Analysis of data of MRCP(UK) Part 1 exam from 2003 to 2013 and Part 2 exam from 2005 to 2013.
Inspection suggested that Part 1 pass rates were stable after the introduction of statistical equating, but showed greater annual variation probably due to stronger candidates taking the examination earlier. Pass rates seemed to have increased in non-UK graduates after equating was introduced, but was not associated with any changes in DIF after statistical equating. Statistical modelling of the pass rates for non-UK graduates found that pass rates, in both Part 1 and Part 2, were increasing year on year, with the changes probably beginning before the introduction of equating. The predictive validity of Part 1 for Part 2 was higher with statistical equating than with the previous hybrid Angoff/Hofstee method, confirming the utility of IRT-based statistical equating.

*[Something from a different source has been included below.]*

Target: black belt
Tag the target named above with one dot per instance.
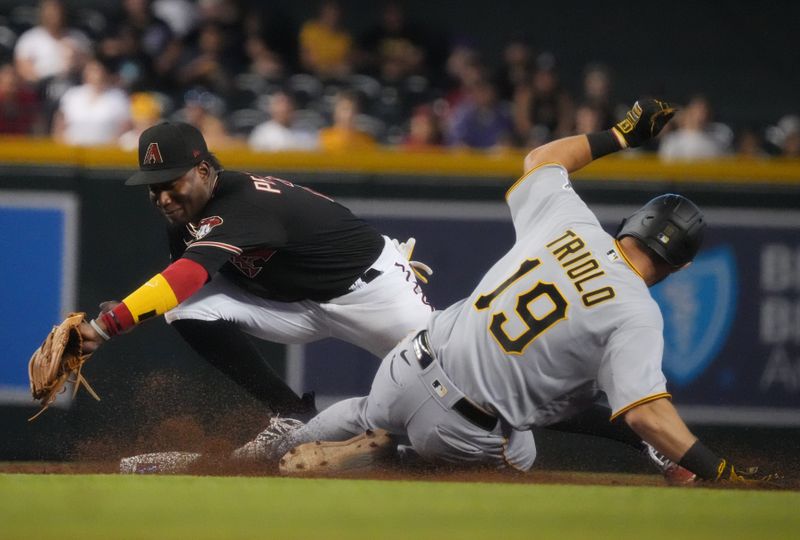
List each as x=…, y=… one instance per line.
x=463, y=406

Statistical equating was successfully introduced into the MRCP(UK) Part 1 and Part 2 written examinations, resulting in higher predictive validity than the previous Angoff/Hofstee standard setting. Concerns about an artefactual increase in pass rates for non-UK candidates after equating were shown not to be well-founded. Most likely the changes resulted from a genuine increase in candidate ability, albeit for reasons which remain unclear, coupled with a cognitive illusion giving the impression of a step-change immediately after equating began. Statistical equating provides a robust standard-setting method, with a better theoretical foundation than judgemental techniques such as Angoff, and is more straightforward and requires far less examiner time to provide a more valid result. The present study provides a detailed case study of introducing statistical equating, and issues which may need to be considered with its introduction.
英国皇家内科医学院(MRCP(UK))考试在2008年和2010年将其一试和二试的标准设定方法从安格夫/霍夫斯泰混合法改为使用项目反应理论的统计等值法,参考群体为英国毕业生。本文探讨了这一变化的实施情况、非英国考生的通过率是否提高、差异项目功能(DIF)可能发挥的作用以及变化后考试预测效度的改变。
分析2003年至2013年MRCP(UK)一试以及2005年至2013年二试的数据。
检查表明,引入统计等值法后一试的通过率保持稳定,但年度变化更大,可能是由于能力更强的考生更早参加考试。引入等值法后,非英国毕业生的通过率似乎有所提高,但与统计等值后的DIF变化无关。对非英国毕业生通过率的统计建模发现,一试和二试的通过率均逐年上升,这种变化可能在引入等值法之前就已开始。一试对二试的预测效度在采用统计等值法时高于之前的安格夫/霍夫斯泰混合法,证实了基于项目反应理论的统计等值法的效用。
统计等值法已成功引入MRCP(UK)一试和二试笔试中,其预测效度高于之前的安格夫/霍夫斯泰标准设定法。关于等值法实施后非英国考生通过率出现人为提高的担忧并无充分依据。最有可能的情况是,考生能力的真正提高导致了这些变化,尽管原因尚不清楚,同时还存在一种认知错觉,让人觉得在等值法开始实施后立即出现了阶跃变化。统计等值法提供了一种稳健的标准设定方法,其理论基础比安格夫等判断技术更好,而且更直接,所需考官时间更少,能得出更有效的结果。本研究提供了一个引入统计等值法的详细案例研究以及引入时可能需要考虑的问题。